Their hurried leave-taking was tearful. Jane was embraced by Zahara, old Rabia the midwife, and even Halima, Mohammed’s wife. A sour note was introduced by Abdullah, who passed by just before they left and spat on the ground, hurrying his family along; but a few seconds later his wife came back, looking frightened but determined, and pressed into Jane’s hand a present for Chantal, a primitive rag doll with a miniature shawl and veil.
Jane hugged and kissed Fara, who was inconsolable. The girl was thirteen: soon she would have a husband to adore. In a year or two she would marry and move into the home of her husband’s parents. She would have eight or ten children, perhaps half of whom would live past the age of five. Her daughters would marry and leave home. Those of her sons who survived the fighting would get married and bring their wives home. Eventually, when the family grew too large, the sons and the daughters-in-law and the grandchildren would begin to move out to start new extended families of their own. Then Fara would become a midwife, like her grandmother Rabia. I hope, Jane thought, that she’ll remember a few of the lessons I taught her.
Ellis was embraced by Alishan and Shahazai, and then they left, to cries of “God go with you!” The village children accompanied them to the bend in the river. Jane paused there and looked back for a moment at the little huddle of mud-colored houses that had been her home for a year. She knew she would never come back; but she had a feeling that, if she survived, she would be telling stories of Banda to her grandchildren.
They walked briskly along the riverbank. Jane found herself straining her ears for the sound of helicopters. How soon would the Russians start looking for them? Would they send a few helicopters to hunt more or less at random, or would they take the time to organize a really thorough search? Jane did not know which to hope for.

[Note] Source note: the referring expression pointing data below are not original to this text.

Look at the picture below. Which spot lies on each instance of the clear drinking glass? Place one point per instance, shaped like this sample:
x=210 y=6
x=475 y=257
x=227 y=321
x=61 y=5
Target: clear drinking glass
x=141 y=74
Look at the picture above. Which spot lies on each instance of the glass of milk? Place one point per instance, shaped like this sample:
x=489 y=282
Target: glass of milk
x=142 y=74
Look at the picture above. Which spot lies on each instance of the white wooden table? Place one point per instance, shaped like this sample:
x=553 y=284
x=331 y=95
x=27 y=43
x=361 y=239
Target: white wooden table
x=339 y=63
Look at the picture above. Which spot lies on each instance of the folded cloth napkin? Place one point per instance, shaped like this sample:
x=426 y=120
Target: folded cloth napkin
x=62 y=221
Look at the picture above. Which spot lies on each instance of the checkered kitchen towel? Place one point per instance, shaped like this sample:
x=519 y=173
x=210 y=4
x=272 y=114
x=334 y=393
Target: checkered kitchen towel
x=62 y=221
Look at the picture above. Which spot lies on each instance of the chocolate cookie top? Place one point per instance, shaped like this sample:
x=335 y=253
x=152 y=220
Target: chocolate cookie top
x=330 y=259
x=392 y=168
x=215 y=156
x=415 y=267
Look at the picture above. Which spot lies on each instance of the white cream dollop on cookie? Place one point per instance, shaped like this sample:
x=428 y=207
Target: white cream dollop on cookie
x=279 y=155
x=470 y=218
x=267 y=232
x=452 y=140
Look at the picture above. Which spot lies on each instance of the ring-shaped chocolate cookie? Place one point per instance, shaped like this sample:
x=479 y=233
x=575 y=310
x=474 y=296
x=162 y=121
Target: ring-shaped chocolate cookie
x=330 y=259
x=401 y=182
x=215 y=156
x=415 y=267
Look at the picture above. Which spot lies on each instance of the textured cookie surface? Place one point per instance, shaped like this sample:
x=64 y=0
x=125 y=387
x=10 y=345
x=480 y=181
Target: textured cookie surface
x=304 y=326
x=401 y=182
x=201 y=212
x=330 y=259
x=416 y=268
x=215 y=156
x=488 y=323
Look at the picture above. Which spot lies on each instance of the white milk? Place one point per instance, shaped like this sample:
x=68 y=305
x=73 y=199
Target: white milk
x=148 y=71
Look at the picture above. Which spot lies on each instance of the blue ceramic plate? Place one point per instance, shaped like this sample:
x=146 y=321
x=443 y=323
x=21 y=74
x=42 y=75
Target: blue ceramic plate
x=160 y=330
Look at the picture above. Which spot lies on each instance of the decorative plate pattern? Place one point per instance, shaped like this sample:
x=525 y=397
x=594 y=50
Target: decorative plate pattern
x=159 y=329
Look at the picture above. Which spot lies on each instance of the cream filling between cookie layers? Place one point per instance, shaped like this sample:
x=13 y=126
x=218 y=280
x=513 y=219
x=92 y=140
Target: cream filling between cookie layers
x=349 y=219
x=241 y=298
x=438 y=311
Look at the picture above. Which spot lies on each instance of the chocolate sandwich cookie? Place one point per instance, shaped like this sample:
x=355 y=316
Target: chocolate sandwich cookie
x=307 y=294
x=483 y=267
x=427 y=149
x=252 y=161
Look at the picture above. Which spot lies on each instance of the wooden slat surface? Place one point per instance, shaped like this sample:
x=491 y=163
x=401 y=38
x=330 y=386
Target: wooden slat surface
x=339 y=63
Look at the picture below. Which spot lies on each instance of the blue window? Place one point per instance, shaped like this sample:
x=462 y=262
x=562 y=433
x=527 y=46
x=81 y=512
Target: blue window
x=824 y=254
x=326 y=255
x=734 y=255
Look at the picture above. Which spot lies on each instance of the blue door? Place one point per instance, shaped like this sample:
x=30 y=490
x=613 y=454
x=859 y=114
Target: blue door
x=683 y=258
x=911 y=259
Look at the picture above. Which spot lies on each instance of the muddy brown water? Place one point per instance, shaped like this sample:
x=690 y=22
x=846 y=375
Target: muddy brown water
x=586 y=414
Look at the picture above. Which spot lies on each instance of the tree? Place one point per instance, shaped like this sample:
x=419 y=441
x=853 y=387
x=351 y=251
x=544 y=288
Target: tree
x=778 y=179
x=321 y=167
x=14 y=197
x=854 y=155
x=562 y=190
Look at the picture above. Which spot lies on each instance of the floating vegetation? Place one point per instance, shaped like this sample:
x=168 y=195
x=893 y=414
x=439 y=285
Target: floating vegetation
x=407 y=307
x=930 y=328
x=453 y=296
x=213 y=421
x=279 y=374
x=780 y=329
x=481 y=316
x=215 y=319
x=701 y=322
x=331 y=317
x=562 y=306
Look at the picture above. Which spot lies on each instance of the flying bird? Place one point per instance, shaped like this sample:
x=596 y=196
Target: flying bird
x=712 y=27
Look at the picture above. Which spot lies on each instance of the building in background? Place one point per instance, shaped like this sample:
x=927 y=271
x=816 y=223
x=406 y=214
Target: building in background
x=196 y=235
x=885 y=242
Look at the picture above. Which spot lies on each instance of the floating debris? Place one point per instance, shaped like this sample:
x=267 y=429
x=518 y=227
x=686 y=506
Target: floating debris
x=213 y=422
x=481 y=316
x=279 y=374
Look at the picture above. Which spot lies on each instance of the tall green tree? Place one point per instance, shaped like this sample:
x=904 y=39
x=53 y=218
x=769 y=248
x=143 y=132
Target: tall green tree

It took them less than an hour to reach Dasht-i-Rewat, “The Plain with a Fort,” a pleasant village where the cottages with their shaded courtyards were dotted along the northern bank of the river. Here it was that the cart track—the pitted, snaking, now-you-see-it-now-you-don’t dirt path that passed for a road in the Five Lions Valley—came to an end. Any wheeled vehicles robust enough to survive the road had to stop here, so the village did a little business horse trading. The fort mentioned in the name was up a side valley, and was now a prison, run by the guerrillas, housing a few captured government troops, a Russian or two, and the occasional thief. Jane had visited it once, to treat a miserable nomad from the western desert who had been conscripted into the regular army, had contracted pneumonia in the cold Kabul winter, and had deserted. He was being “reeducated” before being allowed to join the guerrillas.
It was midday, but neither of them wanted to stop and eat. They hoped to reach Saniz, ten miles away at the head of the Valley, by nightfall; and although ten miles was no great distance on level ground, in this landscape it could take many hours.